Não é o advogado Carlos Marques, que deseja o ressarcimento do erário público municipal, e sim, o Tribunal de Contas da União que literalmente afirmou: o débito decorre da não comprovação da boa e regular aplicação dos recursos federais, caracterizado pela omissão no dever de prestar contas e pela não consecução dos objetivos pactuados no contrato de repasse.” Esta afirmação acima não é minha, sim do Tribunal de Contas da União.

A ex-prefeita Giza, tem que comprovar com documentos a aplicação do Contrato de Repasse de nº. 108.291-97/2000/SEDU/CAIXA. E pergunta elementar: se foi prestado contas, pela ex-prefeita Giza, porque o Município de Afogados da Ingazeira, foi citado, pelo Tribunal de Contas da União, para devolver a importância de R$ 101.620,47 (cento e um mil, seiscentos e vinte reais e quarenta e sete centavos) a União? Não adiante a ex-prefeita afirmar que estamos criando factóide político, muito pelo contrário, estamos e tomando as medidas legais, para resguardar o dinheiro público, pertencente a todos os cidadãos, que foi recebido pelo Município de Afogados da Ingazeira, quando a ex-prefeita Giza era gestora, e não se sabe aonde foi aplicado.
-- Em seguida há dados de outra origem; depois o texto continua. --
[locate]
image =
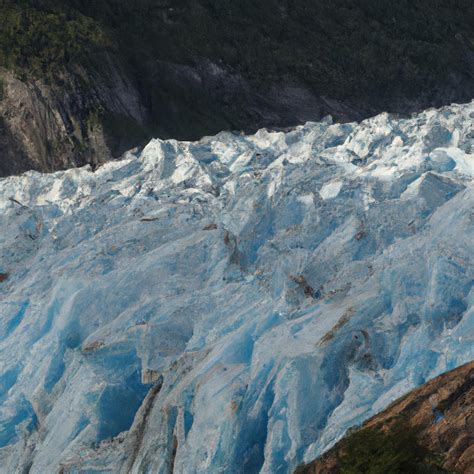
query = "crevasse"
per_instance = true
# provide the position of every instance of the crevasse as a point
(235, 304)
Dizer que prestou contas e não apresentar provas consistentes de que foi afirmado, isto sim é afirmação sem fundamento, ou seja, factóide. Queremos informar que estamos estudando a possibilidade de impetrar outra ação de improbidade administrativa por descumprimento de preceito legal contido no inciso I do art. 11 da Lei 8.429/92. Da mesma forma que a ex-prefeita já foi condenada por improbidade administrativa, poderá vir a sofrer uma nova condenação por deixar de prestar contas de recurso público sob sua responsabilidade.